Monday, 16 May 2011

To all parents

Do you remember ever being embarassed by your parents as you were growing up? Maybe they were uncool, or too old, or too young, not beautiful or rich enough, or too posh and too cool? It was important, because people judged you based on your parents. Or that's what it felt like.

Now that you are also a parent, you have joined the most discriminatory society in the world. Whatever you do, you will be judged. By other parents, first and foremost. By your yet childless friends who probably secretly think that they will be much better than you. By your own children, as they reach their teenage years and realise that they can blame most of their issues on you. By your children's new partners when your kids start their own adult relationships and make their own mistakes. And to add to that, now your own children are probably embarassed about you.

You try to control their lives by being strict and teaching them how to tidy their rooms. Or you let them grow like weeds in the back garden, with the freedom you never had. You read books like Battle Hymn of the Tiger Mother by Amy Chua who demands that you become tough and pushy and you feel bad about letting your son give up gymnastics because he thought it was boring (read too structured and why can't he do as many headstands as he like?). You read Dr Bryan Caplan's Selfish Reasons to Have More Kids: Why Being a Great Parent is Less Work and More Fun than You Think and you congratulate yourself on that weekend when you let them have pizza and watch TV for hours - of course, the real reason for that was that you were too bloody knackered to cook and play Scrabble. But there is still a tiny niggling thought at the back of your mind, that maybe if you relax too much, they will grow up fat, lazy, stupid and poor and it will all be your fault.

The thing is, books about parenting sell. And if the author has a Dr in front of their name and a couple of normal kids without any obvious issues, then many parents would buy it. They would probably even read it, some would try the techniques and then most would revert to their natural ways of bringing up children.

I am envious and always slightly puzzled by those parents who seem to have it all figured out. Where do they get that confidence from? How do they know that what they are doing will definitely be the right thing? Until their children are adults, and well into their adulthood, how can those confident freaks know? And how great their lives must be, without all that fretting and worrying that the rest of us go through!

To all you normal parents - you are doing the right thing. As long as you are not abusing your kids, you are doing the right thing. If you are strict, your child might grow up a high achiever because of it, or an ordinary person with a messy house in spite of it. If you are of the laisser-faire society, your child might become a chilled-out well balanced human being because of it, or have extreme OCD in spite of it. No matter what you do, you can't control it. Not really. And I am talking to myself now. You need to relax. Not about your children. About you. No matter what you do, everyone will still judge. That's part of being a parent.

Sunday, 8 May 2011

Are we too concerned with gender equality in literature?

An article in the Guardian this week talks about a group of Australian women writers and publishers who are setting up an equivalent to the Orange Prize which promotes writing by women. As a woman writer, I should be supportive. 

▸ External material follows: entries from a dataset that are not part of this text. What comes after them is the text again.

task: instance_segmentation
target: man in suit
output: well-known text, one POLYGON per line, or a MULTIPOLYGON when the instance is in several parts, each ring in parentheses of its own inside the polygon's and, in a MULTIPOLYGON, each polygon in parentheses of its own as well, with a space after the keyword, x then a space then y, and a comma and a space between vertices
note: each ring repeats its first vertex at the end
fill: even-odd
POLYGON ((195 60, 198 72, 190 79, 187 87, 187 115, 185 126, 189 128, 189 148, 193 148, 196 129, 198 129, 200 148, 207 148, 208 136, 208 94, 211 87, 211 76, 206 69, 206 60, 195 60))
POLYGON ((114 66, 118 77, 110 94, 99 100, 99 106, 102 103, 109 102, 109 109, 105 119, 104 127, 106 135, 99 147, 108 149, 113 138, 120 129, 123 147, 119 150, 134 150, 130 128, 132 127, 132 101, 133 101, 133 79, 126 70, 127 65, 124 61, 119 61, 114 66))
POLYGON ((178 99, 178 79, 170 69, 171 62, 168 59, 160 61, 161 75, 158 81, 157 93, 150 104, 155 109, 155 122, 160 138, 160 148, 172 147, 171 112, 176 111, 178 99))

But something bothers me about this whole 'positive discrimination' culture. Maybe it's the fact that as a reader, I don't choose books based on their authors' gender. If a book is good, what do I care whether it was written by a man or a woman? I may be very naive but I sincerely doubt that an average reader picks their books by looking at the name and checking the writer's gender. Besides, if we go down this road a little further, we will soon be setting up initiatives to promote writing by male writers, trans gender writers, young women writers, old men writers, beautiful people writers, ugly people writers, fat or skinny writers... Okay, maybe I am going a bit too far but so does this obsession with numbers that we all seem to have.

So what that Australia's top book prize, The Miles Franklin, has only been won twice by a woman in the last decade? Did that affect the readers' enjoyment as they read the shortlisted books? I doubt it. The truth is, until recently women have been involved in completely different activities than men. Of course, there were exceptions, but generally speaking, women had to concern themselves with slightly less exciting things, such as children, cooking, mending etc, while men went out and explored the world. It may seem as if this situation has long since changed, but anthropologically speaking, it hasn't been that long since we have started to live similar lives to men. So it shouldn't be surprising that the catching up process might take a long time, maybe decades, maybe even centuries. Do we need to force it?

Or maybe women would never be able to have the same opportunities as men just because we tend to want a family as well as a career and having a family for a woman often means spending less time and energy on her own pursuits. Just like a man would often happily relax in front of the telly while the house is so messy it is about to crash on his head, whilst a woman would most probably do the tidying up first, it is often easier for a man to just go and write and for a woman to sort out the kids' dinner first.

I am probably going to get  feminists all wound up now, but my question is - do we actually need the positive discrimination? Do we have to ensure that fifty percent of the top writers are women? Can writing not be just that - writing? We can go on for hours about the gender equality and I will be the first to defend women's rights but it does sometimes seem that the numbers dominate our lives nowadays and we forget about the more important issues.